Inaspettatamente, le doti importanti per i controller risultano essere almeno per il 55% quelle “soft”, con moltissime sfaccettature. Può essere interessante stilare una “classifica”, senza dubbio non esaustiva ma in grado di rappresentare la complessità delle doti richieste dal ruolo.

  1. Capacità di presentazione: necessaria fluidità con powerpoint ad esempio, per mostrare i dati in modo comprensibile e semplice soprattutto ai “non finance”
  2. Public speaking, inteso come capacità di parlare di fronte a team di dipartimenti diversi dal proprio
  3. Saper “tenere il punto” e non farsi “portare a spasso” dai ragionamenti e spiegazioni / giustificazioni più o meno fantasiose dei colleghi di fronte a fenomeni economici e trend numerici inerenti le loro aree di lavoro
  4. Diffusione della “cultura del numero”, anche sapendolo raccontare: “lo storytelling del numero” è un concetto che emerge più volte
  5. Autonomia, intraprendenza e approccio imprenditoriale sono doti importanti
  6. Capacità di analisi, sintesi, che sfociano nella capacità di saper porre domande agli interlocutori di tutti i livelli
  7. Empatia, affabilità, curiosità, capacità di “zoom in & zoom out” completano il profilo.
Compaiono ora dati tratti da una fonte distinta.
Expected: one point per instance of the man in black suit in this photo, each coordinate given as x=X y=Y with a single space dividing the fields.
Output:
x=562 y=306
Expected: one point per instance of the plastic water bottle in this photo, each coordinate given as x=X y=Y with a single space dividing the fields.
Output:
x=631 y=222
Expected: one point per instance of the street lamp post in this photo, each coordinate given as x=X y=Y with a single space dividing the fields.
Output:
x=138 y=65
A proposito di zoom, ora è necessario associare a questo nome anche teams, meet, gotomeeting, webex & co. Si è aggiunta una nuova complessità nelle relazioni, data dalla necessità di comunicare su piattaforma video.
L’efficacia nel sapersi porre – presenza e voce – e nel saper condividere schermo e strumenti sta diventando una dote fondamentale nelle relazioni all’interno di aziende, e sono sempre di più, che utilizzano il lavoro da remoto.
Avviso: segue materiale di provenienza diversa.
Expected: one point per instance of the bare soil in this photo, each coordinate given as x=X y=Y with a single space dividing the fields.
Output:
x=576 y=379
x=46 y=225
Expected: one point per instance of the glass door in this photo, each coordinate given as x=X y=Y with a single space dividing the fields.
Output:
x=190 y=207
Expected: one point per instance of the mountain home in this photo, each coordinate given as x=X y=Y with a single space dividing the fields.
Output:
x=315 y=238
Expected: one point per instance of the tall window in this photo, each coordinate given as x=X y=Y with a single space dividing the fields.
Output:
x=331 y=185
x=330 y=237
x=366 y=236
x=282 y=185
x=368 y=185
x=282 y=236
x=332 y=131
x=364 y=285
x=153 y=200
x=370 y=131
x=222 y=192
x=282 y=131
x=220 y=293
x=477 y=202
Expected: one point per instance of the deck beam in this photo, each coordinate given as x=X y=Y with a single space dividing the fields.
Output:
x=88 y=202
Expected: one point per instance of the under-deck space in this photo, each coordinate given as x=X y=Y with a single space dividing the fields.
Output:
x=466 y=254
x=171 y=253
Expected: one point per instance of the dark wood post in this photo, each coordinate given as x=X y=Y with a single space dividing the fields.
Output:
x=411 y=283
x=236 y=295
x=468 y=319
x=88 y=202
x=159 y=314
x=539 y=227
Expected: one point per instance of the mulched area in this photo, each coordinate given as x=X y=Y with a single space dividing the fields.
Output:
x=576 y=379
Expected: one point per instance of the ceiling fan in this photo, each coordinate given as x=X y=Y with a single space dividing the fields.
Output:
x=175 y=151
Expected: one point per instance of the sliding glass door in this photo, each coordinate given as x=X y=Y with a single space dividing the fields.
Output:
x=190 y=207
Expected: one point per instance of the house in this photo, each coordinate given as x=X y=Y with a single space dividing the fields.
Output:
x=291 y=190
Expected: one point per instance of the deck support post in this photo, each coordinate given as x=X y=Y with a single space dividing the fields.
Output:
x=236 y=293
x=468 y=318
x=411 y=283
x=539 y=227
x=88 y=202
DOMANDA: la capacità di comprendere i processi per codificarli, magari correggerli e riscriverli anche in chiave “risk” è una competenza hard o soft?
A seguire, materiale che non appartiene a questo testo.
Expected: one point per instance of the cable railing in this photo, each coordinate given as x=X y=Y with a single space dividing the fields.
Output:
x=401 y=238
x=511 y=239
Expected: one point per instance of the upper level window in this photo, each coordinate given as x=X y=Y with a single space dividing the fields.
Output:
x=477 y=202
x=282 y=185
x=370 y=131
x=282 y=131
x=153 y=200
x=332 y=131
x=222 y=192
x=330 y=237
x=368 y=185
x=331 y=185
La capacità, richiestissima, di “saper guardare al futuro”, quindi di forecasting ragionato tenendo in considerazione non solamente le proiezioni di dati che vengono dal passato ma soprattutto i trend e movimenti di mercati e fattori anche geopolitici e sociologici… come si impara? È un elemento hard, soft, o si tratta di un mix?

Il resto dell’organizzazione, e queste informazioni sono frutto di centinaia di tasselli provenienti da dialoghi con persone diverse di organizzazioni diverse, si aspetta da un controller la capacità di estrapolare e fornire reporting aggiornati, chiari, sintetici. Gli si chiede di conoscere e fornire i “quattro numeri” fondamentali per comprendere l’andamento della propria area, di un canale, di un cliente, di un investimento.
Al momento il controller viene visto come ancora un po’ arroccato sui numeri, un po’ rigido, parzialmente capace di negoziare, ma in ogni caso ascoltato e rispettato.

Il passo successivo e futuro per il controllo di gestione sarà probabilmente influenzato anche dalle doti di data visualization che che sarà in grado di sviluppare; sarà necessario saper utilizzare e condividere informazioni numeriche e qualitative. I big data infatti sono aggregati di cifre e parole, immagini, video, che in qualche modo hanno bisogno di essere codificati e trasformati in flussi.

Le organizzazioni guardano al controller come alla persona che può veramente fare da navigatore, e nella maggior parte dei casi la stoffa e le hard skills per fare il navigatore ci sono.
La voce, l’intonazione, il modo in cui parlerà il navigatore sarà determinante nel farsi ascoltare e seguire: alla fine, tra tanti numeri e tanta tecnologia, è e sarà determinante il vero tocco umano.

Autore: Filippo Canesso, Specialty Manager Finance, Banking & Insurance, Office Randstad Italia S.p.A.